Communicating with management is part of security’s role. As part of the emergency and crisis team, security should always be reviewing business-critical scenarios with upper management to manage risk. Tabletop exercises are useful tools to demonstrate how and why a risk situation might be addressed. When an incident occurs, there is no time to develop processes, roles and responsibilities. These things need to be already in place. A company’s crisis management and business continuity policies may need to be modified to address this new kind of threat.

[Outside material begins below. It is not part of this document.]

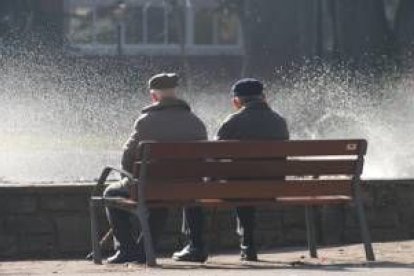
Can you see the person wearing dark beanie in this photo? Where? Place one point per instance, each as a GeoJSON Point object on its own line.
{"type": "Point", "coordinates": [253, 120]}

Crisis management teams should go through tabletop exercises three or four times a year to make sure processes work. The exercises can include strategies related to addressing Internet crises. Companies need designated hitters ready to get on Facebook or other social media sites and respond right away.
Research from Aberdeen Group suggests that companies have every reason to want to catch issues related to the viral effect of social media at the first possible moment and to take appropriate action. Aberdeen Group finds that today only 30 percent of “laggards,” compared to 65 percent of “best-in-class” companies, are satisfied with their current ability to identify and reduce risk to the brand. At the same time, using online monitoring as an early warning system, best-in-class companies are 12.5 times more likely than laggards to experience year-over-year increases.
At the end of the day, any corporate crisis communications effort is a work in progress. It will always be a work in progress because the rules are changing so quickly. Furthermore, every company has its own culture – whether conservative, moderate, open, closed, pyramid or flat – and how a plan of action plays out can be impacted by those variables. The most important thing is to have a plan.